No primeiro momento, o exercício de observação e escuta subsidiam o registro
apontando para os dados mais relevantes e significativos. Na aula, os educadores em
curso observam as ações de ensino bem como a dinâmica constituída pelo grupo e
acompanham a discussão dos conteúdos tratados.
O registro posterior, longe do espaço/tempo em que ocorreu a ação, caracteriza um
outro e distinto movimento reflexivo. É nesse momento que os dados coletados podem
ser interpretados lançando luzes à novas hipóteses e encaminhamentos, tanto no que diz
respeito as ações de ensino, quanto no que aponta para as necessidades da
aprendizagem. Dessa maneira, o educador, leitor e produtor de significados, cerca com
rigor o seu pensar estudioso sobre a realidade pedagógica.

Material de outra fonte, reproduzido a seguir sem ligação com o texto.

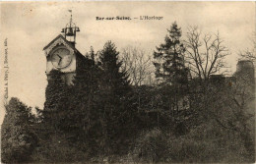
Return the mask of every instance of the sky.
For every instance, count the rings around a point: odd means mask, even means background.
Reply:
[[[70,19],[80,27],[77,49],[86,54],[93,46],[102,49],[111,40],[121,50],[136,46],[154,50],[163,42],[166,28],[176,21],[186,33],[197,26],[205,33],[219,31],[230,56],[226,61],[235,71],[237,53],[251,48],[255,31],[255,2],[2,2],[1,5],[1,109],[4,117],[5,48],[8,47],[8,96],[29,106],[43,108],[46,60],[42,48],[54,39]],[[96,21],[96,17],[158,16],[161,21]],[[7,47],[4,40],[7,38]],[[149,54],[152,55],[152,54]]]

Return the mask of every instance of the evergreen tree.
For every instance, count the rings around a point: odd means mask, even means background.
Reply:
[[[98,107],[99,91],[98,81],[100,81],[99,69],[94,59],[95,52],[91,48],[92,59],[85,58],[83,67],[78,68],[75,78],[75,96],[72,114],[77,118],[74,126],[77,126],[77,140],[79,146],[95,155],[98,151],[101,137],[100,108]],[[94,154],[91,154],[94,153]]]
[[[100,103],[103,119],[105,121],[104,148],[106,153],[120,153],[120,148],[125,146],[129,126],[132,121],[132,110],[129,102],[131,87],[126,73],[121,71],[122,62],[118,61],[119,52],[115,45],[108,41],[99,53],[99,64],[102,69],[100,81]],[[127,147],[126,147],[127,149]]]
[[[57,70],[50,72],[48,85],[45,89],[45,102],[42,111],[43,125],[47,133],[58,133],[60,131],[60,119],[65,109],[60,108],[64,106],[64,95],[66,86],[62,79],[62,73]],[[48,130],[47,130],[48,129]],[[49,130],[51,129],[51,130]]]
[[[3,163],[28,162],[36,144],[32,108],[18,98],[11,98],[5,109],[1,128],[1,160]]]
[[[156,77],[160,78],[164,84],[171,85],[174,95],[169,98],[169,106],[178,111],[178,101],[187,89],[188,69],[184,65],[185,48],[180,41],[181,28],[174,22],[167,31],[165,42],[154,52],[154,65]]]
[[[167,31],[165,42],[154,52],[156,77],[161,78],[164,82],[182,84],[187,81],[187,70],[184,66],[185,48],[180,41],[181,29],[174,22]]]

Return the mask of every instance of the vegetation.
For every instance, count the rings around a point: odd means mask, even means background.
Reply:
[[[176,23],[167,32],[156,70],[145,51],[119,54],[108,41],[97,54],[91,48],[73,85],[50,73],[35,115],[12,98],[2,162],[254,162],[254,69],[217,76],[228,54],[219,34],[190,28],[182,40]]]

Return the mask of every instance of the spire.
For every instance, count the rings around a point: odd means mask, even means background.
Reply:
[[[72,10],[68,10],[70,12],[70,22],[66,25],[66,27],[62,28],[62,31],[64,33],[65,38],[74,44],[76,44],[76,35],[77,32],[80,31],[79,27],[76,26],[75,23],[73,23],[72,20]]]

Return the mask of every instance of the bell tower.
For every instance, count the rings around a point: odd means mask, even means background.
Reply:
[[[50,41],[43,51],[46,56],[47,80],[50,81],[50,72],[58,70],[62,73],[62,79],[66,84],[73,84],[74,77],[79,67],[85,63],[86,58],[75,47],[77,32],[80,31],[72,20],[72,11],[70,22],[62,28],[62,33]]]
[[[76,24],[72,22],[72,10],[69,10],[69,12],[71,13],[70,22],[66,25],[66,27],[62,28],[61,32],[64,33],[64,37],[75,46],[77,32],[79,32],[80,29]]]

Mas não basta registrar e guardar para si o que foi pensado, é fundamental socializar os
conteúdos da reflexão de cada um para todos. É fundamental a oferta do entendimento
individual para a construção do acervo coletivo. Como bem pontuava Paulo Freire, o
registro da reflexão e sua socialização num grupo são "fundadores da consciência" e
assim sendo, sem risco de nos enganarmos, são também instrumentos para a construção
de conhecimento.
Nesse aprendizado permanente de escrever e socializar nossa reflexão valendo-nos do
diálogo com outros, sedimenta-se a disciplina intelectual tão necessária a um educador
pesquisador, estudioso do que faz e da fundamentação teórica que o inspira no seu
ensinar.
O registro é instrumento para a construção da competência desse profissional reflexivo,
que recupera em si o papel de intelectual que faz ciência da educação.